Monitoring of dGNPs-induced permeability of S. epidermidis cell membranes via propidium iodide. (A) For each image the left half shows an image in the differential interference contrast mode, while the right half shows the corresponding fluorescence image. (B) The percentage of cells with permeable membranes from five or more fields of view obtained by two independent experiments.

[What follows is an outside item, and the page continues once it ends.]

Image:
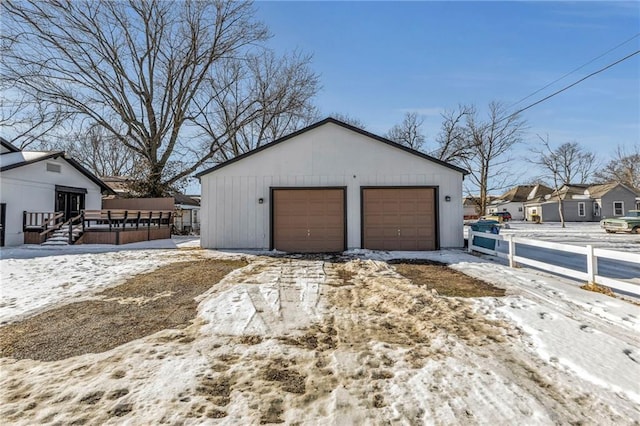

The overall results suggested similar potency and membrane disruption process for the antibacterial activity of dGNPs towards Gram-negative as well as Gram-positive bacteria. Dextrose is a polyhydroxylated molecule, which can act both as a hydrogen bond donor as well as a hydrogen bond acceptor. The presence of the capping ligand dextrose was confirmed with positive Benedict’s test (Section C in Additional file1). The hydroxyl group was also detected using acetylation reaction followed by volumetric titration with sodium hydroxide (Section D in Additional file1). The presence of hydroxyl group can thus be attributed for the strong electrostatic interaction between dGNPs and both Gram-negative or Gram-positive bacteria, which in turn lead to the disruption of cell membrane. Thus, this may explain the versatile antibacterial activity of these dGNPs. It may be inferred that the ligand molecule dextrose plays a crucial role in the antibacterial action but the mechanism of interaction remains to be established.

Conclusions

In this present work, we have investigated the antibacterial activity of biofriendly/ecofriendly dextrose-encapsulated GNPs of sizes 25, 60, and 120 nm (± 5). These green-synthesized dGNPs showed significant antibacterial activity against both Gram-negative as well as Gram-positive bacteria. The efficiency of antibacterial activity was directly proportional to the increase in size as well as the concentration of dGNPs. These dGNPs were found to exert their antibacterial action via disruption of the cell membrane leading to possible leakage of the cytoplasmic contents including nucleic acids. Based on the results, it is plausible that the amphoteric nature of dextrose (the capping ligand) might be responsible for the interaction of dGNPs with both the Gram-positive and Gram-negative bacteria which, in turn, leads to the antibacterial activity. The antibacterial properties of the dGNPs hold promise for pharmaceutical, disinfectant, and other biomedical applications. The molecular level interaction between the cell membrane and the dGNPs that causes membrane rupture remains to be established.